Yesterday, the first trailer for Back to Black was released. Starring Industry’s Marisa Abela as the indomitable London jazz singer, it’s a film that’s attracted controversy since the first utterances of its existence back in 2022. Back to Black has dredged up difficult conversations around whether it’s all that altruistic to cash in on someone else’s life, and highlighted the broader roster of issues with a genre that we seemingly can’t get enough of.
The music biopic is a favourite amongst fans and critics alike. Taking on a leading role in a biopic that allows you to painstakingly mimic the smallest micro-expressions of some of the biggest cultural icons is a sure fire way to garner you praise and a coveted Oscar nom. Case in point? Rami Malek in Bohemian Rhapsody, Austin Butler in Elvis, Joaquin Phoenix in Walk the Line, and Jamie Foxx in Ray. Much like war films and historical epics, music biopics are often thought of as “Oscar bait”. I mean, why else would Bradley Cooper have made Maestro?

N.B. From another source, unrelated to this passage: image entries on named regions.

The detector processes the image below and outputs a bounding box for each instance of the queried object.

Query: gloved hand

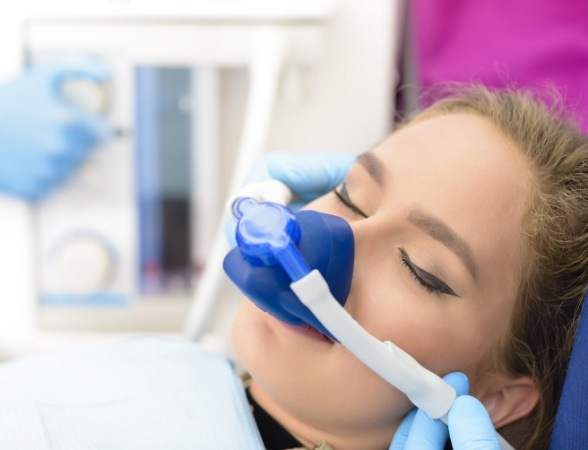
[225,152,355,247]
[390,372,500,450]
[0,56,111,200]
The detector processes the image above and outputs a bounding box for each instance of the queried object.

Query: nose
[223,206,354,335]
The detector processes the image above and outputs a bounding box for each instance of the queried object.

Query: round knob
[51,236,114,295]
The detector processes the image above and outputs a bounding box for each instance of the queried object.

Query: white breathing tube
[227,180,514,450]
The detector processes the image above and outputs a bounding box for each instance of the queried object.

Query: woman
[233,88,588,449]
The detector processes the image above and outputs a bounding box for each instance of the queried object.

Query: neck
[250,380,397,450]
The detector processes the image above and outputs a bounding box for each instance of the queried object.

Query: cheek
[345,236,497,375]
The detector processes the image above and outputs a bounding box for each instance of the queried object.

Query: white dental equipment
[227,180,513,450]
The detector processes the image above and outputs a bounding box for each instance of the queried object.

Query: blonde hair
[408,86,588,450]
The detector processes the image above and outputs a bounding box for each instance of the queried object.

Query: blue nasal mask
[223,198,354,339]
[223,180,512,449]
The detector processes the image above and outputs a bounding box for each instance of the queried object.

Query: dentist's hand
[225,152,355,247]
[239,152,355,210]
[0,56,111,200]
[390,372,500,450]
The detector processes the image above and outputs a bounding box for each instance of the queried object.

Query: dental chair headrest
[549,292,588,450]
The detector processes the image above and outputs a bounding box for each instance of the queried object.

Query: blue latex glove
[0,56,111,200]
[390,372,500,450]
[225,152,355,247]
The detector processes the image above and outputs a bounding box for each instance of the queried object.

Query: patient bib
[0,337,263,450]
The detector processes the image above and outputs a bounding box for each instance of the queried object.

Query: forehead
[373,113,531,284]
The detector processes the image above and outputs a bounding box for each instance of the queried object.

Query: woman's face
[233,113,530,448]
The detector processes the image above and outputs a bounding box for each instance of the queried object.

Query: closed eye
[400,248,459,297]
[333,183,368,219]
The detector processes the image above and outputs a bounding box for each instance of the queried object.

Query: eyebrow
[357,152,384,187]
[408,208,476,280]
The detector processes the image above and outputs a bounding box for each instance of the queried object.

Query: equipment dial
[50,233,114,295]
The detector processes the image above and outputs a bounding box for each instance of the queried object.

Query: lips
[280,322,334,344]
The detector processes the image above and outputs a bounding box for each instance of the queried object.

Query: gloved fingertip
[443,372,470,396]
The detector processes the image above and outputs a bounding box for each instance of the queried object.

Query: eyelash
[400,249,459,297]
[333,185,459,297]
[333,184,368,219]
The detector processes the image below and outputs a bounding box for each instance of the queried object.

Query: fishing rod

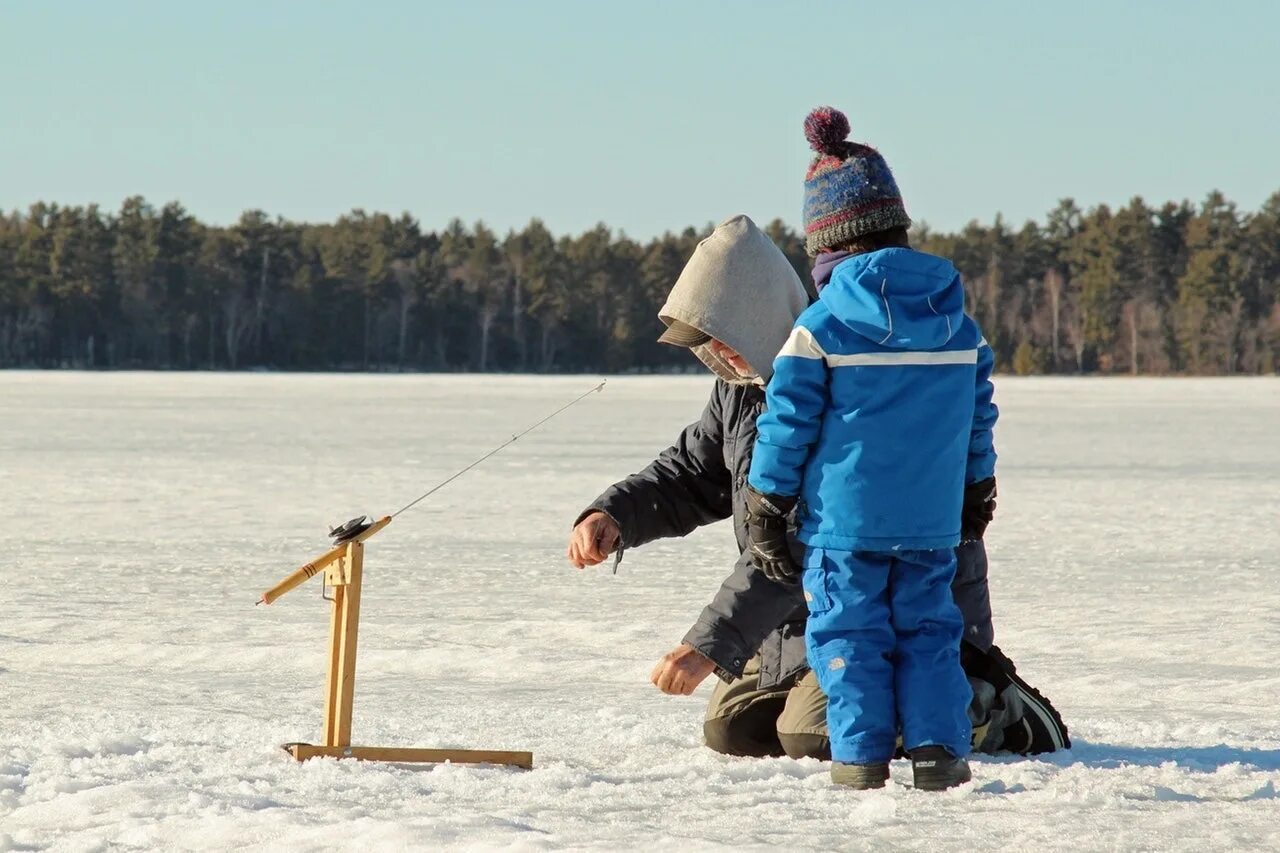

Their potential for some YouTuber to make a side-by-side video to compare an actor’s performance with the real thing aside, music biopics are often… bad. They’re so formulaic, in fact, that Walk Hard: The Dewey Cox Story did a pretty good job at parodying the predictable narrative tenets of the vast majority of films found within the genre. But it apparently didn’t have a huge effect on all the Hollywood-ites putting these kinds of flicks together: Elvis and Bohemian Rhapsody were released upon the masses chock-full of the cliches Walk Hard suggested we might need to leave in the past, with the performances from Butler and Malek – all false teeth and fat suits – helping to obscure that. And though we can’t say for sure, it’s likely that Back to Black will be more of the same.
One thing that does make Back to Black a little more redeemable is that it’s being made with the blessing of Winehouse’s estate. For viewers, that will mean hearing a lot of Winehouse’s music in the film and, most importantly, a semblance of respect for the late singer. Surprisingly, it isn’t always the case that those behind music biopics do get this kind of permission. Stardust, the 2020 film which saw actor Johnny Flynn take on the role of David Bowie, was not approved by Bowie’s estate. Not only did those behind Stardust not have permission to use any of Bowie’s music, but in going against the wishes of his family, it was boycotted and subsequently flopped… Really, this is likely the fate that Stardust deserved.
Still, getting the “blessing” or “support” from whomever the film is depicting doesn’t mean these flicks cease to exist in a moral grey area. There’s a much bigger question at hand: is it ever okay to depict the lives of people who, at least most of the time, can’t consent to it? For many, that crosses a line and becomes exploitation. In the case of Back to Black, that feels especially true. When Winehouse tragically passed at the young age of 27, she’d spent the last years of her life being hounded by vulture-like press. In this sense, it’s arguable whether Back to Black is a display of respect and admiration, or simply a crass continuation of how she was preyed upon by both the media. In Asif Kapadia’s touching and subtle documentary Amy, the director even advances the idea that Winehouse’s father Mitch played an integral role in the exploitation of the singer. Unsurprisingly, it’s Mitch that manages his daughter’s estate, and is responsible for giving Back to Black its blessing.
So, are there any biopics that are worth a watch? While it’s downright impossible to find one completely untethered from all these complex ethical dilemmas, there’s at least a fair few that try to be a little exciting in the way they tell these stories. Todd Haynes offers up some inspired casting in I’m Not There, with multiple actors – including Cate Blanchett – taking on different iterations of singer Bob Dylan. Control, which depicts the life of Joy Division’s Ian Curtis, makes some interesting stylistic choices, and something like Rocketman, about Elton John, feels like a markedly more joyous take on the genre. And even though they’re not music biopics per se, both Pablo Larrain’s Spencer and Jackie, focusing on Princess Diana and Jackie Onassis respectively, feel like a lesson in how to create a mood piece around someone’s life as opposed to a straight play-by-play.
More than not, though, music biopics come in the form of dull films that leave you with a rather bad taste. While we wholeheartedly hope that Back to Black will offer a sensitive take on Winehouse, we’re not entirely sure that’s possible.